Analysis farm: A cloud-based scalable aggregation and query platform for network log analysis
Jianwen Wei,Yusu Zhao,Kaida Jiang,Rui Xie,Yaohui Jin
DOI: https://doi.org/10.1109/CSC.2011.6138547
2011-01-01
Abstract:Network monitoring data provides insights into the network operation status. With increasingly sophisticated ways of probing, sampling and recording network activities, the huge amount of monitoring data brings both an opportunity and a challenge for network data analysis. We aim to build a scalable platform, named Analysis Farm, for analyzing network logs. Analysis Farm's targets include fast log aggregation and agile log query. To achieve these goals, storage scalability, computation scalability and query agility should be addressed. The cloud computing and NoSQL technologies meet our needs by providing manageable on-demand hardware resources and novel data storage models.
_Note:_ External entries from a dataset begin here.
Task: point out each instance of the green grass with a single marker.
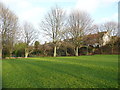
(98, 71)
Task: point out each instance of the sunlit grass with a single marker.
(61, 72)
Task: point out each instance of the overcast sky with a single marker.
(34, 10)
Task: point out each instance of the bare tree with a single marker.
(30, 35)
(112, 29)
(8, 26)
(79, 24)
(53, 24)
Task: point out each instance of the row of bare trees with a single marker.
(59, 26)
(75, 26)
(11, 32)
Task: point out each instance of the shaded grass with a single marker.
(62, 72)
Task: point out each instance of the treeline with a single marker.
(73, 34)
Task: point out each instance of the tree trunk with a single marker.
(76, 51)
(66, 52)
(0, 53)
(0, 46)
(10, 53)
(112, 49)
(54, 51)
(26, 52)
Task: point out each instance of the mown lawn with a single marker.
(97, 71)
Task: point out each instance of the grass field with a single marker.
(97, 71)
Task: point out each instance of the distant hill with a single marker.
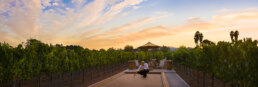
(173, 48)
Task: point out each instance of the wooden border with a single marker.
(99, 84)
(164, 80)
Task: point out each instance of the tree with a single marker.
(236, 35)
(232, 34)
(207, 42)
(196, 37)
(128, 48)
(201, 38)
(164, 49)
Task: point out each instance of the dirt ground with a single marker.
(128, 80)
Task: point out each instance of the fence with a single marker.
(80, 78)
(197, 78)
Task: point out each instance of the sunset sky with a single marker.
(99, 24)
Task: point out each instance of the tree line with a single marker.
(34, 58)
(233, 62)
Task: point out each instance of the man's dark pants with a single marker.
(144, 72)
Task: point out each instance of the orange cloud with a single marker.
(148, 33)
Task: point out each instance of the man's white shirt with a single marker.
(146, 66)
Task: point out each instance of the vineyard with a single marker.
(234, 63)
(36, 58)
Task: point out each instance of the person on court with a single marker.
(143, 69)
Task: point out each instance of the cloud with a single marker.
(126, 27)
(149, 33)
(225, 10)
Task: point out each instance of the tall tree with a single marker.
(232, 34)
(196, 37)
(200, 37)
(236, 35)
(128, 48)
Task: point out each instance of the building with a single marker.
(148, 47)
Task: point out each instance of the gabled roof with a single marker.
(149, 44)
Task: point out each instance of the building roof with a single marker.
(149, 44)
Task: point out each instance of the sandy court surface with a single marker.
(128, 80)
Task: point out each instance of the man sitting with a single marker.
(143, 69)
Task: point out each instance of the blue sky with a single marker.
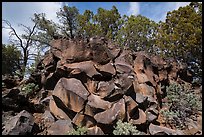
(21, 12)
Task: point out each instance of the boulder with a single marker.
(70, 50)
(116, 112)
(95, 130)
(71, 93)
(57, 110)
(105, 88)
(131, 106)
(107, 69)
(87, 67)
(83, 120)
(139, 118)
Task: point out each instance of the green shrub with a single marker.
(124, 128)
(3, 84)
(183, 103)
(80, 131)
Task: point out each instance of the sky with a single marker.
(21, 12)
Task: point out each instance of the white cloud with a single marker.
(21, 12)
(133, 8)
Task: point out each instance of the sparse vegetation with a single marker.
(124, 128)
(182, 102)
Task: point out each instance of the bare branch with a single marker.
(31, 33)
(14, 32)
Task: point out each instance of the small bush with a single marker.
(182, 103)
(80, 131)
(124, 128)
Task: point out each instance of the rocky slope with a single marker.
(94, 84)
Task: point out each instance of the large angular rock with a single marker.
(71, 51)
(107, 69)
(100, 52)
(145, 89)
(116, 112)
(105, 88)
(91, 85)
(72, 93)
(86, 67)
(95, 105)
(96, 102)
(131, 106)
(143, 68)
(154, 130)
(60, 127)
(57, 110)
(124, 62)
(152, 114)
(83, 120)
(20, 124)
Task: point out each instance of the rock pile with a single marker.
(96, 83)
We choose OpenStack, an open-source cloud tool set, for resource provisioning, and MongoDB, a RDBMS-like document-oriented NoSQL system, for log storage and analysis. By combining scalability at both OpenStack and MongoDB, we build Analysis Farm capable of storage scale-out, computation scale-out and agile query. The Analysis Farm prototype in use, consisting of 10 MongoDB servers, aggregates about 3 million log records in a 10-minute interval and handle ad hoc query effectively in the log database accumulated with more than 400 million records per day. In this paper, we describe Analysis Farm's background, targets, architecture and some experimental results. We believe Analysis Farm will benefit those who work on big-log-style data analysis.